Слава чуть отшатнулся от меня. Пожал плечами.

– Се ля ви, – сказал он довольно оригинально.

– Вот именно, – сказал я и дальше уже пошел в одиночестве.

Я просыпаюсь. До подъема – две минуты. Смотрю в окно. Прямоугольник окна, как рама картины, ограничивает природу. В правом верхнем углу поблескивает голубоватой сталью арктический лед висящего ледника. От него ниспадает вниз, разрезая лес, растущий на скалах, снежный кулуар, дорога лавин. За краем горы, на ровном фоне предрассветного неба и дальше, там, где восходит заря, стоят, перевязанные кисейными платками туманов, горы такого нежного оттенка, что могут быть изображены лишь тонкой акварельной кистью.

(Напротив меня на постели сидит и одевается огромный лось, инструктор Ермаков, человек редкой доброты и здоровья. «Паша, – говорит он мне, – не дрыхни!»)

В левой части картины, едва не цепляясь иголками о стекло, стоит сосна, совершенно обглоданная ветрами с северной стороны. Композиция замечательная. Все вставлено в раму и окантовано. Но вот подлетел утренний ветерок, сосна моя покачнулась, снег с ее веток сорвался и мелькнул мимо стекла, картина стала окном. Только окном. (Мы с Ермаковым вышли из номера и пошли на зарядку.) «Да, – думал я, сбегая по лестнице, – я рисую в своем воображении фальшивые картины жизни.
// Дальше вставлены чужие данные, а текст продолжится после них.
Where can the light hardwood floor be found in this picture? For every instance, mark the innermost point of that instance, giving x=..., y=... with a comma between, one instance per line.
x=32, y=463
Но вот дунет слабый ветерок реальности, и, казалось бы, стройная картина превращается в маленькую часть огромной панорамы жизни, которая не вписывается ни в раму, ни в окно, ни в любые ограничения. (Мы бежали с Ермаковым по снежной просеке под золотистыми вершинами сосен – прекрасно!) Она не любит меня, не любит, я должен осознать, что это правда, что это истина. Никаких других картин, кроме правдивых, природа не создает. Природе свойственно только одно состояние – состояние самой глубокой и чистой правды. Ты – ее часть. Ты в учениках у нее. Отрешись от надежд. Надежда есть стремление к обману. Собственно говоря, надежда – это и есть обман. (Ермаков бежал ровно, дышал ровно, будто спал, загонял меня вверх по снежной дороге.)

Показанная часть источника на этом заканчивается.